De pequeño jugaba a un juego muy simple. Uno se la quedaba y tenía que intentar coger a los demás. Había un lugar o varios, denominado casa o taco, donde estabas a salvo y no te podían coger. Recuerdo que yo era de los más valientes. Quiero decir que pasaba más tiempo fuera del refugio que dentro. Confiaba mucho en mí mismo. La mayoría se bajaba tres segundos y volvían al taco. Además casi siempre lo hacían cuando el individuo encargado de cogerte estaba lejos o de espaldas. Yo me sentía a salvo estando conmigo. Me creía, supongo, mi propia casa.
Ha pasado mucho tiempo de aquello, pero me he vuelto a acordar de esa época. Ahora han cambiado las cosas. Ya no confío nada en mí y me siento mi mayor enemigo. En el centro no hay un niño gordito y con gafas, en el centro está el mundo y te mira amenazante sabiendo que te tiene cogido por los huevos; que si te da la espalda se llama rechazo y no distracción, y que el único lugar que puede recordarme al taco o a casa eres tú y ya no estás. Sin ti no he vuelto a sentirme a salvo. Sin ti estoy esperando que alguien me diga que me toca quedarme en el medio y sinceramente que, si no es a ti, no quiero tocar a nadie.
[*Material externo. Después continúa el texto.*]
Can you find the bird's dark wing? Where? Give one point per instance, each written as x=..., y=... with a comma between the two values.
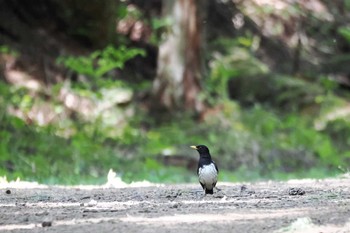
x=203, y=186
x=216, y=167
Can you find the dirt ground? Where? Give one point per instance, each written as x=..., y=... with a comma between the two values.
x=293, y=206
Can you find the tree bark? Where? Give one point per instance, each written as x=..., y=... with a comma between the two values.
x=177, y=84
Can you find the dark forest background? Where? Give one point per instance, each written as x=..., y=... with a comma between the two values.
x=88, y=86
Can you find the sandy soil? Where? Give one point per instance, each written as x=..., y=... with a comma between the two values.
x=294, y=206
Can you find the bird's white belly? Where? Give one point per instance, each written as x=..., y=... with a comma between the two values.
x=208, y=175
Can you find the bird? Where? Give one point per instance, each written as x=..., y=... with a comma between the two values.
x=207, y=169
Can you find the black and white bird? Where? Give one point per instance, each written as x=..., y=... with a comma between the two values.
x=207, y=170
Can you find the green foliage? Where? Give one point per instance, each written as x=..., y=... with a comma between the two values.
x=4, y=49
x=345, y=32
x=100, y=62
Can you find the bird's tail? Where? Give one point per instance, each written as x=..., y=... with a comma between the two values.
x=209, y=191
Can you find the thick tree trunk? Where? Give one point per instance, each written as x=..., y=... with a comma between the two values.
x=177, y=85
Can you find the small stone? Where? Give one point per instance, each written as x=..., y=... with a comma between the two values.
x=46, y=224
x=296, y=191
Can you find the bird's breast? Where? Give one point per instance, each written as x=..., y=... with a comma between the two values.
x=207, y=174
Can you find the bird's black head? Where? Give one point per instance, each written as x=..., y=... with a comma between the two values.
x=202, y=150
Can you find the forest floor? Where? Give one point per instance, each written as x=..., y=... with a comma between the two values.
x=292, y=206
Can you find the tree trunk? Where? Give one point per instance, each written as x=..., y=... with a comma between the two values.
x=177, y=85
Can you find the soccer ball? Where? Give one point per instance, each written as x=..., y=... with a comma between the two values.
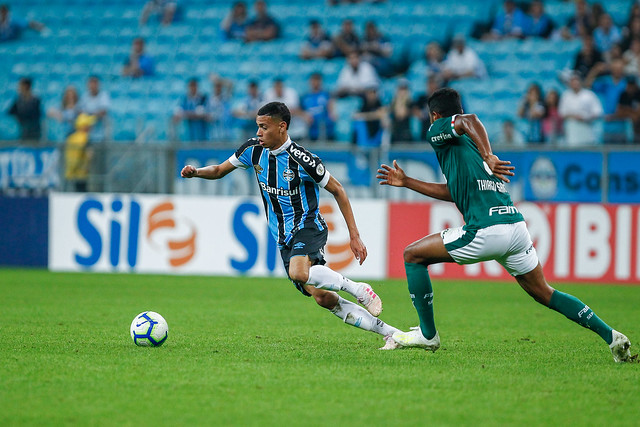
x=149, y=329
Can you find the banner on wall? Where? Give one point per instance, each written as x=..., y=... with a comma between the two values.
x=575, y=242
x=29, y=168
x=193, y=235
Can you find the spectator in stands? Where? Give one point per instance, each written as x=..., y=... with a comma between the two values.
x=377, y=49
x=68, y=111
x=78, y=154
x=580, y=108
x=346, y=41
x=96, y=102
x=434, y=57
x=588, y=58
x=540, y=24
x=320, y=110
x=630, y=33
x=421, y=105
x=262, y=27
x=629, y=106
x=165, y=9
x=26, y=109
x=610, y=87
x=532, y=109
x=193, y=110
x=355, y=76
x=234, y=25
x=400, y=111
x=11, y=29
x=245, y=110
x=631, y=58
x=581, y=23
x=289, y=96
x=462, y=62
x=552, y=122
x=606, y=33
x=318, y=43
x=138, y=63
x=371, y=120
x=509, y=135
x=510, y=22
x=219, y=108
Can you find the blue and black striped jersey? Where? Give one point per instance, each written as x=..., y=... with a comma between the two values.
x=289, y=178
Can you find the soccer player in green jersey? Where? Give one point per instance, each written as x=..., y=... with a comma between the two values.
x=494, y=228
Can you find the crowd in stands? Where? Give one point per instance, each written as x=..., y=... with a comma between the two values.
x=596, y=98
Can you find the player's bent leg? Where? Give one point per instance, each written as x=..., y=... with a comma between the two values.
x=417, y=256
x=352, y=314
x=322, y=277
x=571, y=307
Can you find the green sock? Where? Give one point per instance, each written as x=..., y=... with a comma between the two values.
x=422, y=296
x=580, y=313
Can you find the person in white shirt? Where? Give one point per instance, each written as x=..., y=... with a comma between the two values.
x=96, y=102
x=355, y=77
x=580, y=109
x=462, y=62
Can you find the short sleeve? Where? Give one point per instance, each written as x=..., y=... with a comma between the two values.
x=242, y=157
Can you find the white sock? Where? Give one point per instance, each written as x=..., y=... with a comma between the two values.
x=322, y=277
x=357, y=316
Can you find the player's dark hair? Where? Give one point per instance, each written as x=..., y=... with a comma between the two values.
x=445, y=101
x=277, y=110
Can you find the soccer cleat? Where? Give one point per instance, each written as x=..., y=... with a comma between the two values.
x=620, y=347
x=389, y=343
x=369, y=299
x=414, y=338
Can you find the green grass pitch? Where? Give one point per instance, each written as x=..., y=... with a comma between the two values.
x=248, y=351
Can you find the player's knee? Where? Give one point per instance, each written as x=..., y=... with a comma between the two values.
x=411, y=255
x=299, y=275
x=325, y=299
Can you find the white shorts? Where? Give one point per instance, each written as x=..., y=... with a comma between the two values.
x=509, y=244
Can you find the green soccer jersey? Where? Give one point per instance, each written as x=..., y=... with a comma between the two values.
x=480, y=196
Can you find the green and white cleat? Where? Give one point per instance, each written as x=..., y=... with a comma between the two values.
x=414, y=338
x=389, y=343
x=369, y=299
x=620, y=347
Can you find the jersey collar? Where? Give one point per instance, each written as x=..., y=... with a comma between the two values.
x=282, y=148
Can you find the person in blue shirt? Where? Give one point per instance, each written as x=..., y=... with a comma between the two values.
x=510, y=22
x=319, y=107
x=11, y=29
x=234, y=25
x=193, y=109
x=289, y=178
x=138, y=63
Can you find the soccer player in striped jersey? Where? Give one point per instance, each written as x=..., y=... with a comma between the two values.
x=289, y=177
x=494, y=228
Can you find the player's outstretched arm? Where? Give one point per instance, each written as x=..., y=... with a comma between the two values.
x=208, y=172
x=396, y=177
x=357, y=246
x=473, y=127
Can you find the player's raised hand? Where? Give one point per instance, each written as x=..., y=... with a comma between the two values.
x=188, y=171
x=500, y=168
x=359, y=249
x=391, y=176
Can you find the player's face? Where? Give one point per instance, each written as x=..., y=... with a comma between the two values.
x=272, y=133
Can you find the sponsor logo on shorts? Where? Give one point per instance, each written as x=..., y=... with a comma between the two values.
x=503, y=210
x=288, y=174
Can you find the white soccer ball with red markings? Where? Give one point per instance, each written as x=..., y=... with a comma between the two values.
x=149, y=329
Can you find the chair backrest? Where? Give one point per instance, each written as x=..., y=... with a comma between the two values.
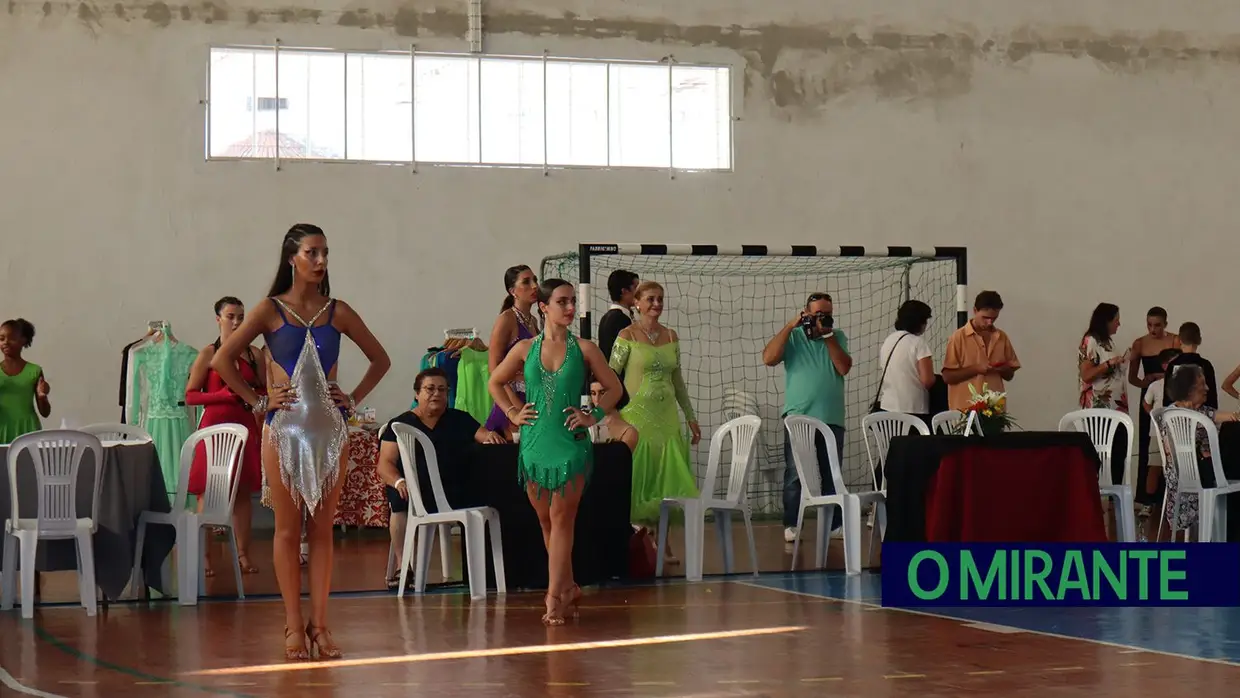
x=882, y=427
x=1182, y=425
x=943, y=422
x=222, y=448
x=408, y=439
x=743, y=432
x=1102, y=425
x=801, y=433
x=57, y=456
x=107, y=432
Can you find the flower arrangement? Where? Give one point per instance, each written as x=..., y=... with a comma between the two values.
x=990, y=410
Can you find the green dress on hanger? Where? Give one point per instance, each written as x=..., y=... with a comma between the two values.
x=471, y=392
x=161, y=372
x=661, y=464
x=552, y=455
x=17, y=415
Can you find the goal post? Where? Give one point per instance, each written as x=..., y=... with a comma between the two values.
x=727, y=301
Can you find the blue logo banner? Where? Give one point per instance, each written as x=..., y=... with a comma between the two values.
x=1060, y=574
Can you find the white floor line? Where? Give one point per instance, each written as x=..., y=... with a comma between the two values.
x=966, y=621
x=6, y=680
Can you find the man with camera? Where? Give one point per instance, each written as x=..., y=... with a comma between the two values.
x=815, y=356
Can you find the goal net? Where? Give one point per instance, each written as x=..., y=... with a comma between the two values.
x=727, y=308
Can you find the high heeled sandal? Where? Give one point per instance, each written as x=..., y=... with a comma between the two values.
x=326, y=650
x=292, y=652
x=553, y=616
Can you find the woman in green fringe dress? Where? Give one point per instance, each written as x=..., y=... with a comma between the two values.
x=556, y=450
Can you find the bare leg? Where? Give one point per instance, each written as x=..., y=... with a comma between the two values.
x=243, y=521
x=396, y=530
x=563, y=522
x=206, y=553
x=319, y=534
x=284, y=553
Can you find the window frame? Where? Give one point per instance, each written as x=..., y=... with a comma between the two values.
x=413, y=55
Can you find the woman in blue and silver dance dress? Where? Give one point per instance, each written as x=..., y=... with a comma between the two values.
x=305, y=440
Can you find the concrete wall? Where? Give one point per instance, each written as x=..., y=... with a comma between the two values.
x=1081, y=150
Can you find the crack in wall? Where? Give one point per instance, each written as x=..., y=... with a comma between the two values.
x=796, y=68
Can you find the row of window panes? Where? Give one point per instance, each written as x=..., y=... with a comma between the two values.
x=461, y=109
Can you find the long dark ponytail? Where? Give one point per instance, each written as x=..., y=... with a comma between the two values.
x=220, y=308
x=510, y=280
x=293, y=238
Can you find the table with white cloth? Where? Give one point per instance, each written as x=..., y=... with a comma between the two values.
x=132, y=484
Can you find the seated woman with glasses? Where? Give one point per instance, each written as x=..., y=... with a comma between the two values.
x=613, y=428
x=453, y=433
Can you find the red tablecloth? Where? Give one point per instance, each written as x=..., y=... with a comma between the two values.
x=1003, y=495
x=362, y=502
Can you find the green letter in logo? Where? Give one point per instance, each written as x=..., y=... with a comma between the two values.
x=970, y=577
x=913, y=575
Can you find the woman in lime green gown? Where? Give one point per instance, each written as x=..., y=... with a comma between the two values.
x=649, y=356
x=556, y=453
x=22, y=386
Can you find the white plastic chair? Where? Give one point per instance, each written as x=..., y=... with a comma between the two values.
x=1101, y=425
x=882, y=427
x=743, y=430
x=473, y=520
x=445, y=531
x=225, y=445
x=57, y=458
x=1182, y=425
x=108, y=432
x=801, y=432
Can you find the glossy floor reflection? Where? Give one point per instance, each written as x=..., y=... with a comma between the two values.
x=783, y=635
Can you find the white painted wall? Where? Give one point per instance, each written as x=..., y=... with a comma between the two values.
x=1071, y=179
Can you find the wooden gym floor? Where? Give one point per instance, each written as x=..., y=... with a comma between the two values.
x=780, y=635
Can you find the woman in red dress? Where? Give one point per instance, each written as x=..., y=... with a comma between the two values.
x=223, y=407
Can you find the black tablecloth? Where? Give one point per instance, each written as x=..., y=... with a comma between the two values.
x=1229, y=445
x=600, y=546
x=132, y=484
x=913, y=461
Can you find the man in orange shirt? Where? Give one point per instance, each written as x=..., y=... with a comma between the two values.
x=978, y=353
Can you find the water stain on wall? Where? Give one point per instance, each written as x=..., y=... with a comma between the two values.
x=795, y=68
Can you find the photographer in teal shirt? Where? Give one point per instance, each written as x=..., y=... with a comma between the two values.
x=815, y=356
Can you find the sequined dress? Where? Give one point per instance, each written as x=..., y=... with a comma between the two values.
x=552, y=454
x=310, y=437
x=661, y=460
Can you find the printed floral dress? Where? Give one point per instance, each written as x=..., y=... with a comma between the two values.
x=1110, y=389
x=1187, y=513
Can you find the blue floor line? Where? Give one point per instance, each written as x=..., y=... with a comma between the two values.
x=1204, y=634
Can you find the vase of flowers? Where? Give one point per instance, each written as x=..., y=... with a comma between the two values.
x=988, y=412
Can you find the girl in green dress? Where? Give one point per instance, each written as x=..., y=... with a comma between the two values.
x=649, y=356
x=22, y=386
x=556, y=449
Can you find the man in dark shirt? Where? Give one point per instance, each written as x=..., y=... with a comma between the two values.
x=451, y=432
x=1189, y=341
x=621, y=285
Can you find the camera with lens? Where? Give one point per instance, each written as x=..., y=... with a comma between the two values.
x=817, y=324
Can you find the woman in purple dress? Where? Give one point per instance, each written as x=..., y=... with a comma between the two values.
x=516, y=322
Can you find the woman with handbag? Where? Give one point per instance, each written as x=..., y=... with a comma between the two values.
x=908, y=363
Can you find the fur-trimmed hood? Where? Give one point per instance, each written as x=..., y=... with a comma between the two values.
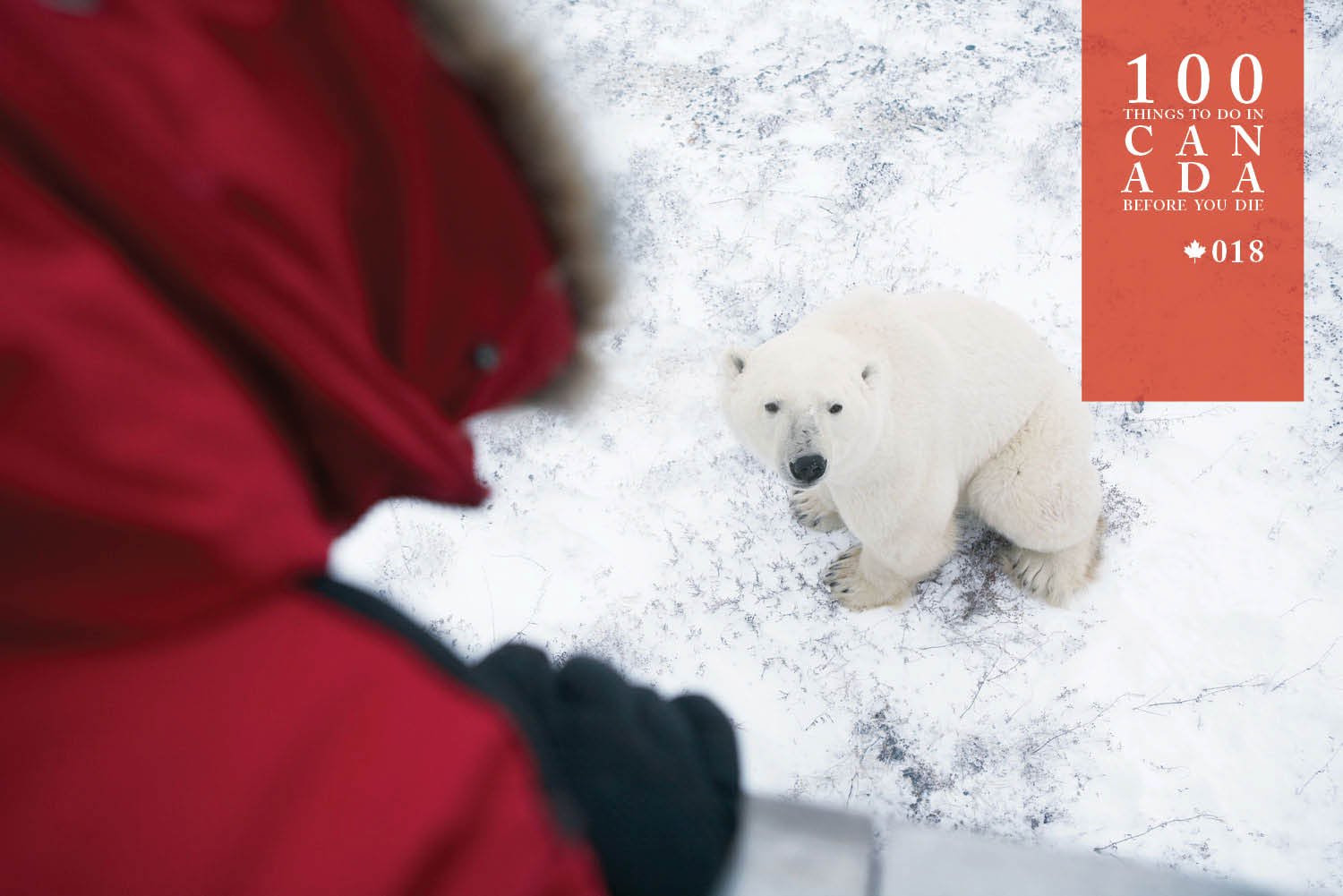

Ni sé a quién perseguir.
Pero tú ya estarás en tu refugio. Y ni siquiera tendrás ganas de jugar. Como mucho bajarás si te doy la espalda. O pasarás por mi lado con la cabeza alta diciéndome sin palabras que ya no estás a mi alcance. Que aunque estire la mano no puedo tocarte. Que aunque vuelva al pasado, ya no siento tu piel.
Supongo que he vuelto a la infancia incitado por el vacío, para ser consciente de que se ha terminado el juego. Y que he perdido.